The IOC has now determined that Jared Tallent should have been acknowledged as the winner in the 2012 50-kilometre walk. But four years later and a long way from the stadium cheers and podium glory, Tallent is still waiting for the gold medal to arrive.
Meanwhile he is training for Rio.
Amateur Doping
Many years ago when my then-farmer boyfriend and I were planning an overseas trip, he casually mentioned he would buy his plane ticket with the proceeds from the sale of sheep testosterone to some boys at the local gym.
“What?” I asked, briefly distracted from dreams of the Andes.
“It’s ok, it’s only the out-of-date supply,” he said, seeming to confuse my puzzlement with concern he was wasting the farm’s resources.
I ended up speaking with the prospective buyer about what he was buying and why. The teenager explained that it was for amateur bodybuilding. “Nothing serious.”
He finished the conversation by explaining that he needed to go and have something to eat as he had also begun using insulin to help increase his muscle bulk and thought his blood sugar may be dropping. “Go!” I said.

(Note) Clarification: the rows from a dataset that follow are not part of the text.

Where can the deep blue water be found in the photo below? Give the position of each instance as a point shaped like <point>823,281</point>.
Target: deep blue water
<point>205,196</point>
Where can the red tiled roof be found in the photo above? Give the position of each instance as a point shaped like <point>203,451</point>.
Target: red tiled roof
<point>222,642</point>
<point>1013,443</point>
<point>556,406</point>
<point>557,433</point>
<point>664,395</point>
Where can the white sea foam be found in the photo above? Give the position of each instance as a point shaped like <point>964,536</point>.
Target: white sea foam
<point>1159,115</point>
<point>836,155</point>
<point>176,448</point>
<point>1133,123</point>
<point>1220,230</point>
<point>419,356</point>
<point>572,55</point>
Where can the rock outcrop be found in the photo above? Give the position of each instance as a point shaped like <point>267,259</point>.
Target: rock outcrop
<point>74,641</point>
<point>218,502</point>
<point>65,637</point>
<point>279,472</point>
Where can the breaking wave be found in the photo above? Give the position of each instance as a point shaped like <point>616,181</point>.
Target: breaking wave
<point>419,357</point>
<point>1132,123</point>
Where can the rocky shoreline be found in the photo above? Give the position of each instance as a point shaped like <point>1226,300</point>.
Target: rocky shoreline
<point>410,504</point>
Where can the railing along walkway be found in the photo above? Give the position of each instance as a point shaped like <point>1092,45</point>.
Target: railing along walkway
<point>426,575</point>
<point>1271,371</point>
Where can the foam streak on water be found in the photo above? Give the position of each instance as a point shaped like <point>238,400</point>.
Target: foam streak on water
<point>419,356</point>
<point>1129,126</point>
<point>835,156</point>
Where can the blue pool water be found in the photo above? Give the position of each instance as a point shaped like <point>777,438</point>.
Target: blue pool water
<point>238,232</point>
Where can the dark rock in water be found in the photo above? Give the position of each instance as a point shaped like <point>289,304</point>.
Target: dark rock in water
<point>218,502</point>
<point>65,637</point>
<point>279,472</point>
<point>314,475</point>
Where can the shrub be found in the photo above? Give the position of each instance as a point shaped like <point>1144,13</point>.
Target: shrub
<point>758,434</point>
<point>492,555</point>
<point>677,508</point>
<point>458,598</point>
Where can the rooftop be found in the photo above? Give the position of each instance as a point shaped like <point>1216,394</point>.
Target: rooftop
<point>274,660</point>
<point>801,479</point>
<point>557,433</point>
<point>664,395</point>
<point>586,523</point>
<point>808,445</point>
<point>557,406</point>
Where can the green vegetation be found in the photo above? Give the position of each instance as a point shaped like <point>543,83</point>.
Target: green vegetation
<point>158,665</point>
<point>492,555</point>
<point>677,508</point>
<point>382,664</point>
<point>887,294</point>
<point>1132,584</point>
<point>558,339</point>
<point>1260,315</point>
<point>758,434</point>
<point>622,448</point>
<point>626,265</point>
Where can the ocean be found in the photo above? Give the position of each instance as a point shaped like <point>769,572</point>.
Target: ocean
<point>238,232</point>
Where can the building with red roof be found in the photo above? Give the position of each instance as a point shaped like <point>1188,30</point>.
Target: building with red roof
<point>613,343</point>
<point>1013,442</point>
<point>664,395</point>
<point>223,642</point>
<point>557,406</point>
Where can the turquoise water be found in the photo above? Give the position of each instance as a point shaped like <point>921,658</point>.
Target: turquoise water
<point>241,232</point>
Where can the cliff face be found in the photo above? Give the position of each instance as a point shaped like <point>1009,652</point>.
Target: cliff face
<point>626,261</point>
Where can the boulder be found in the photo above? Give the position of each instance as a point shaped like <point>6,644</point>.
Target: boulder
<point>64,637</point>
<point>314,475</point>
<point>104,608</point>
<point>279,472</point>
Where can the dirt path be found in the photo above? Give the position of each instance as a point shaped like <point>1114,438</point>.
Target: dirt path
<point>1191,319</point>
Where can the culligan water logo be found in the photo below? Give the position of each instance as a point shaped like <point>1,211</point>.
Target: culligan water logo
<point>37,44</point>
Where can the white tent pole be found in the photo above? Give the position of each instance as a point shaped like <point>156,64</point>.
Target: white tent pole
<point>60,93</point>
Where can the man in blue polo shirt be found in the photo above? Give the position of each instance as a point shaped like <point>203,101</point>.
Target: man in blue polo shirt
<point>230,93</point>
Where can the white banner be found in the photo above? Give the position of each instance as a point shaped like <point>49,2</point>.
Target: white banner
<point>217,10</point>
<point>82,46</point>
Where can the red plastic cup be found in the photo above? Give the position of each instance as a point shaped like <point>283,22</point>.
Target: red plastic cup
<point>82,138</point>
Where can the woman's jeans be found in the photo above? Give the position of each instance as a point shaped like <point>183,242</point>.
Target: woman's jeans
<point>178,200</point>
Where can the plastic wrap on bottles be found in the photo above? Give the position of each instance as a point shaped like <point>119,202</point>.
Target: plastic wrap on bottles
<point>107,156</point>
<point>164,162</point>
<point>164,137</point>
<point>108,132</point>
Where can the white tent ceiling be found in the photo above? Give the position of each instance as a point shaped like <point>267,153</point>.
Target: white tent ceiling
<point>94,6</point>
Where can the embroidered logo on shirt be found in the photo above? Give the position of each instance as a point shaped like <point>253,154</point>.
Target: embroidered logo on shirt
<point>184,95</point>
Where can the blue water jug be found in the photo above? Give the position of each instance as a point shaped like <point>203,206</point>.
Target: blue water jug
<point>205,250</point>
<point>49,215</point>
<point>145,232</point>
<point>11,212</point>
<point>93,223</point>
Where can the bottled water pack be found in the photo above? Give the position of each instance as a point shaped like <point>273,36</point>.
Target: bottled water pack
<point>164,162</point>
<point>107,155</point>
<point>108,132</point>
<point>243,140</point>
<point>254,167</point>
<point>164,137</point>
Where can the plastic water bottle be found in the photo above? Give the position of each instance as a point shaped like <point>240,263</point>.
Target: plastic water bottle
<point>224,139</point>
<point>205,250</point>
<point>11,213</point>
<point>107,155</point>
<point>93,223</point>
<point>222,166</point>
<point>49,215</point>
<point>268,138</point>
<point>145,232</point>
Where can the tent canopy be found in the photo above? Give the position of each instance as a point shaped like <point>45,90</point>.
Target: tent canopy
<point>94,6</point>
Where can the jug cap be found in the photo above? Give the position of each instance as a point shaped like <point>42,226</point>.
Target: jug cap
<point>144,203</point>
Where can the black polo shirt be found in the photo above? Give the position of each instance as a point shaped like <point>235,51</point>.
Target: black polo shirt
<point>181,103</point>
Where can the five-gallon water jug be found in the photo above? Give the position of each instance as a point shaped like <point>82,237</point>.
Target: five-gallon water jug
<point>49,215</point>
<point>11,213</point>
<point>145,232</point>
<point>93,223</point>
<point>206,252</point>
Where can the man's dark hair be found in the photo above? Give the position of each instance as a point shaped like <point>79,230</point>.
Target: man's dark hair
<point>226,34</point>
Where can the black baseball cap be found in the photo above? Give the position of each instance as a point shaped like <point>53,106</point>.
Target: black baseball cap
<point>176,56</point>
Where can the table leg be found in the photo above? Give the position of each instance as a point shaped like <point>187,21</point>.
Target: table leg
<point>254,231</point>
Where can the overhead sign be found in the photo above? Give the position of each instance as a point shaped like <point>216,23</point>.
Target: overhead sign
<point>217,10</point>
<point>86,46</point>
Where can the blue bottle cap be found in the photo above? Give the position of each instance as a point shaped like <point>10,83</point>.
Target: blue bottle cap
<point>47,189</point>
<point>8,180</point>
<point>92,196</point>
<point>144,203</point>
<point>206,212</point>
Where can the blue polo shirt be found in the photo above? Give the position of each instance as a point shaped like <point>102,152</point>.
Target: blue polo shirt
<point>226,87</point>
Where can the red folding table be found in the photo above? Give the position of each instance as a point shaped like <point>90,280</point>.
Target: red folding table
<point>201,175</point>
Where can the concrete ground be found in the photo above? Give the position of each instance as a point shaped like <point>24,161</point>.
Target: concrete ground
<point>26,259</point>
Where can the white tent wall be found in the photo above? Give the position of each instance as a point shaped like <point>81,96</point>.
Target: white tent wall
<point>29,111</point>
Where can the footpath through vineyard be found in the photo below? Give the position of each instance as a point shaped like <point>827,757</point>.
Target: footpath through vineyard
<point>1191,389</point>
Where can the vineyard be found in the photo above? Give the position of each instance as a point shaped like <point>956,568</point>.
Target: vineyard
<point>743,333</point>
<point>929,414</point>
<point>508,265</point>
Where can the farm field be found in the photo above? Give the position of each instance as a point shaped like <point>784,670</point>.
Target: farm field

This was not Ben Johnson at the Seoul Olympics. This was a teenage gym goer in a town better known for country music than bodybuilding prowess.
Surveys have long shown that the use of performance enhancing drugs by amateur sportspeople – in particular those in the gym community – is common. But it is hard to find figures to quantify how widely doping takes place in amateur competition. Testing can be expensive and sports associations necessarily focus scarce resources on professional competitors.
Older cyclists in the US and UK have recently been banned for using EPO and clenbuterol and experts think the same is likely to begin occurring here if it isn’t already.
Australian forensic psychologist and sports doping researcher Stephen Moston says testing is needed beyond the elite realm. “It needs to move into amateur sport. It needs to move into even younger competitive sport. The message needs to get across.”
In response to increasing concern about the sport’s integrity, in March, Triathlon Australia announced that it would begin testing amateur age-category competitors at selected events.
Moston hopes that other sporting organisations will follow their lead.